Once trees and brush screened him from view, he took Perseus’ cap out of the large leather wallet he was wearing on his belt in place of the more usual pouch. John had assumed he’d be bringing small game back to Thessalonica in it. He would, too, if he caught any. Meanwhile, though, the pouch let him take the cap out unnoticed. As soon as he put the cap on his head, he was unnoticed, too.
He headed north, toward Lete. When he got farther up into the hills, he intended to take off the cap, in the hope that a centaur or satyr would find him then and guide him to the pagan village, which he was still unsure of finding without such aid. In the meantime, he killed several rabbits that, thanks to Perseus’ cap, never knew he was there. It wasn’t sporting, but he wasn’t hunting for sport--he was hunting for the pot.
He spent the night in a chilly bed of leaves and boughs. Early the next morning, noises from beyond the brush ahead made him move forward cautiously. He had seen a couple of small bands of Slavs in the woods: poor, hungry-looking fellows for whom he would have felt more sympathy had he not known they would have cut his throat if he were visible. If he was coming up on another such, he wanted to make sure they had no idea he was anywhere close by.
These noises, though, weren’t quite like the ones the barbarians had made. As George drew closer, he realized they weren’t like any noises he’d ever heard in the woods. As he drew closer still, he realized that didn’t mean they were altogether unfamiliar.
Thanks to the cap, he made no noise working his way through the undergrowth. He bit down hard on his lower lip to keep from exclaiming, which would have been heard. He’d found a satyr, all right: there on the stump of a toppled forest giant stood Ampelus. And there, back to the satyr, golden tail in the air, stood Xanthippe the centaur. Nephele hadn’t been interested--which was putting it mildly--but the female had said other centaurs would sometimes sport with satyrs.

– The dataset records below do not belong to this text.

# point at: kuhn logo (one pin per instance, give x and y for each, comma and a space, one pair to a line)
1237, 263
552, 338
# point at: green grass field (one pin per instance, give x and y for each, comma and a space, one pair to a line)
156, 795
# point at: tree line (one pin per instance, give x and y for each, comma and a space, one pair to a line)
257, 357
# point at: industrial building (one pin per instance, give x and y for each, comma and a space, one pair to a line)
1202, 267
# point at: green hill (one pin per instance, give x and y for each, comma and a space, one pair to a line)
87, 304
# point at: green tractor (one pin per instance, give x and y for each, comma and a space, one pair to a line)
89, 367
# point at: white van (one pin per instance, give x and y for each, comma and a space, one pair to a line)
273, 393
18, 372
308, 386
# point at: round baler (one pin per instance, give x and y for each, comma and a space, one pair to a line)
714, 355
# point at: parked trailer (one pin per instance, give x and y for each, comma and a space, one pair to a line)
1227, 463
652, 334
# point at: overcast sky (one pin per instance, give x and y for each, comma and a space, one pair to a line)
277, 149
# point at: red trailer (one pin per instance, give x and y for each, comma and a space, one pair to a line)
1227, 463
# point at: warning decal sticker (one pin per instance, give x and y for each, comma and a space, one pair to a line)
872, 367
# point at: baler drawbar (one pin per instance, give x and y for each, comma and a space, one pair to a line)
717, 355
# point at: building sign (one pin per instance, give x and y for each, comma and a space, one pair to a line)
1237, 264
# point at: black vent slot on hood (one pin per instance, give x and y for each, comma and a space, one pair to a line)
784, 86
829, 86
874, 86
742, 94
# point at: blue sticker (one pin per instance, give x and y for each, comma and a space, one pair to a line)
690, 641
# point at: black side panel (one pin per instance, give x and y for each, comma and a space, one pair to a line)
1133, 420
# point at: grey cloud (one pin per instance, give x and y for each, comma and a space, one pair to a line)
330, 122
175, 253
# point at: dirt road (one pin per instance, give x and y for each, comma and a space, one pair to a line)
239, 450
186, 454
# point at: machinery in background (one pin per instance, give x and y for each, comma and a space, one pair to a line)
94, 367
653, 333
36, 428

And some sport it was, too. Ampelus had both equipment and stamina to make George acutely aware of his merely human shortcomings (a most appropriate word) in those regards. At the end, when Xanthippe let out a sound half moan, half whinny, what George felt--as opposed to what the female centaur felt--was closer to awe than to excitement.
And, even afterwards, Ampelus tried to persuade Xanthippe to stay for another round. The centaur laughed. “One--and in especial one of that sort--sufficeth.”